Buna ilaveten doğru iskonto oranından yapılan Dinamik İskontonun alıcı şirketin finansal performansına yapabileceği katkıları da göz ardı etmemek gerekir. Bu katkılardan bazıları şunlardır:
- Kar artışı: Satın alma maliyetlerinde düşüş Gelir Tablosunda Brüt Kar Marjı’nın yükselmesine sebep olur. Finansman maliyetinin bu yükselişi kapatacak kadar artmadığı durumda Dinamik İskonto’nun Net Kar Marjı etkisi pozitiftir.
- Tedarikçi ile ilişkilerin iyileşmesi: Tedarikçi kredibilitesi ve ulaşılabilirliğinin sıkıntılı olduğu sektör ve coğrafyalarda ödemeler konusunda tedarikçiye kolaylık sağlamak alıcı şirkete uzun dönemde avantaj yaratabilir.
- Finansman maliyetinin düşürülmesi: Dinamik iskonto en nihayetinde tedarikçinin alıcıya sağladığı bir finansman kolaylığıdır. Alıcının mevcut finansman maliyetlerini aşağı çekebildiği noktada başka bir maliyette artışa yol açmıyorsa Nakit Girişi etkisi yaratır.
- Mali oranlar: Şirketin Ticari Borçluluğunun düşürülmesi ve bunun daha yüksek yeni bir finansal borçlanma yaratmaması, Borç/Özkaynak, Cari Oran gibi oranlara yansıyarak kısa vadede yatırımcılar açısından olumlu bir gelişme olarak görülebilir. Buna karşılık Nakit Dönüşüm Süresi ve Borç Ödeme Süresi gibi verimlilik oranlarındaki yaşanabilecek bozulmalar da dikkate alınmalıdır.
Peki doğru iskonto oranı dediğimiz oran statik iskonto ve kademeli iskontoda farklı mıdır? İlk bakışta bir yanılsama ile farklı olmalıymış gibi görünse de şirketin bu iskontodan fayda sağlayabilmesi için iki seçenek de aynı faiz oranı üzerinden yapılan hesaplamanın sonucu olmak durumundadır. Özetle bizim için fayda sağlayacak oran ve vade neyse önce onu belirleyip daha sonra bize verileni onunla kıyaslamalıyız.

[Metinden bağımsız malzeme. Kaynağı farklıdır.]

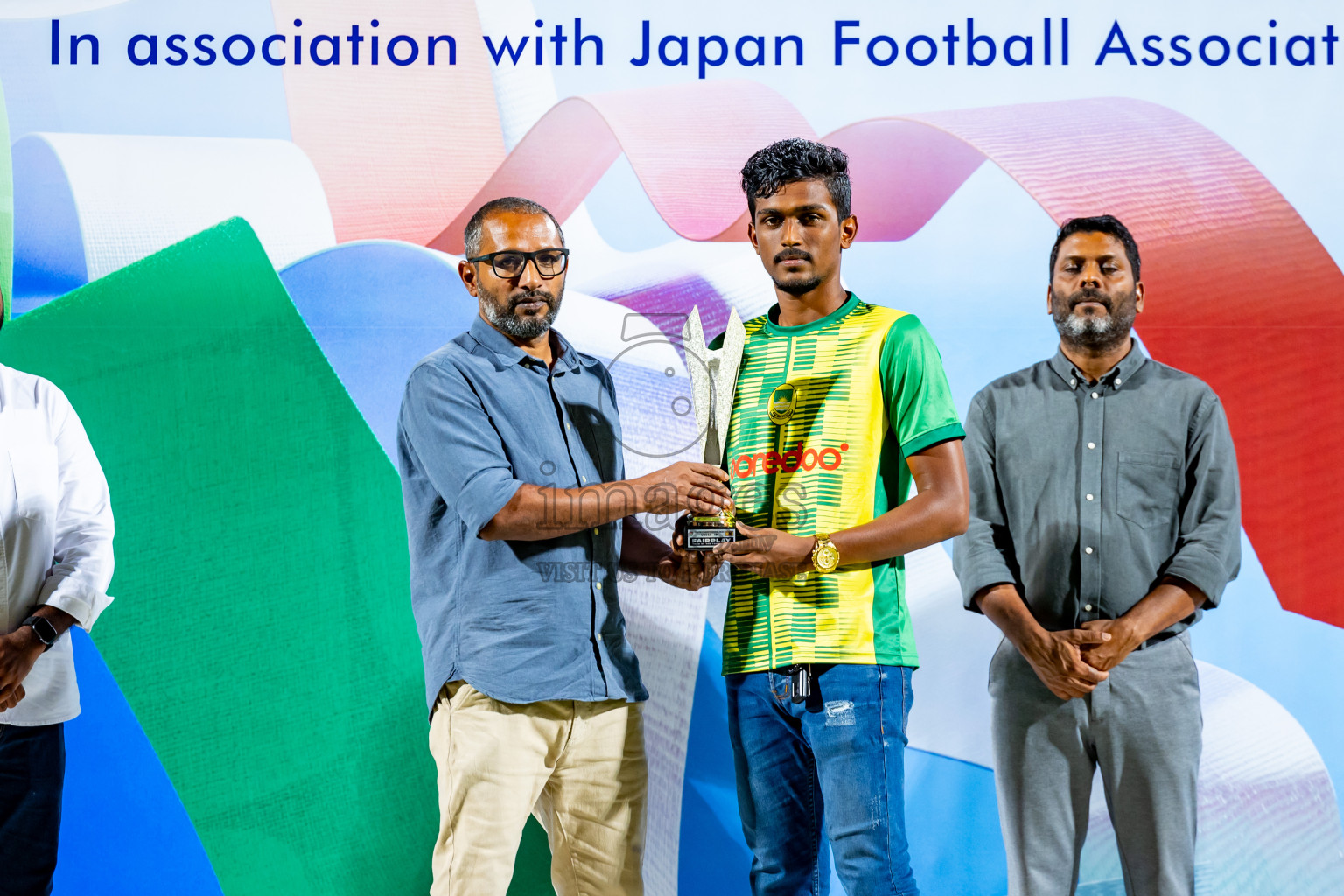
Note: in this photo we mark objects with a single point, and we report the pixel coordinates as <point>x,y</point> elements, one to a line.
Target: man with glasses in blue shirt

Dinamik iskonto ile Tedarik Zinciri Finansmanı’nın bir karşılaştırmasını yapacak olursak iki işlemin iki farklı hedefi olduğunu söyleyebiliriz. Dinamik İskonto yukarıda belirttiğim faydaları sağlarken Tedarik Zinciri Finansmanı Borç Ödeme Süresinin uzatılması, Net İşletme Sermayesi ihtiyacının ve dolayısıyla borçlanmanın maliyetinin azalması anlamına gelir. Ancak bu durumun doğru iskonto ile indirim alma fırsatının kullanılmadığı ortamlarda borçluluk oranlarına ve karlılığa yansıması olumsuz olabilir.
Sonuç
Unutmamak gerekir ki Borç Ödeme Süresi’nin (DPO) kısalması Nakit Akışı Tablosu açısından bir Nakit Çıkışı’dır ve şirketin Net Nakit Girişi’ne yansıması negatif olacaktır. Bu Nakit Çıkışının Nakit Akış Tablosunun başında yer alan Net Kar’daki artış ile pozitife çevrildiği Doğru İskonto oranını belirlemek Dinamik İskonto’yu işlevsel bir hale getirebilir. Aksi halde Net İşletme Sermayesi Yönetimi açısından her zaman tercihler en uzun vadede geri ödeme ve en kısa vadede tahsilat gerçekleştirmektir.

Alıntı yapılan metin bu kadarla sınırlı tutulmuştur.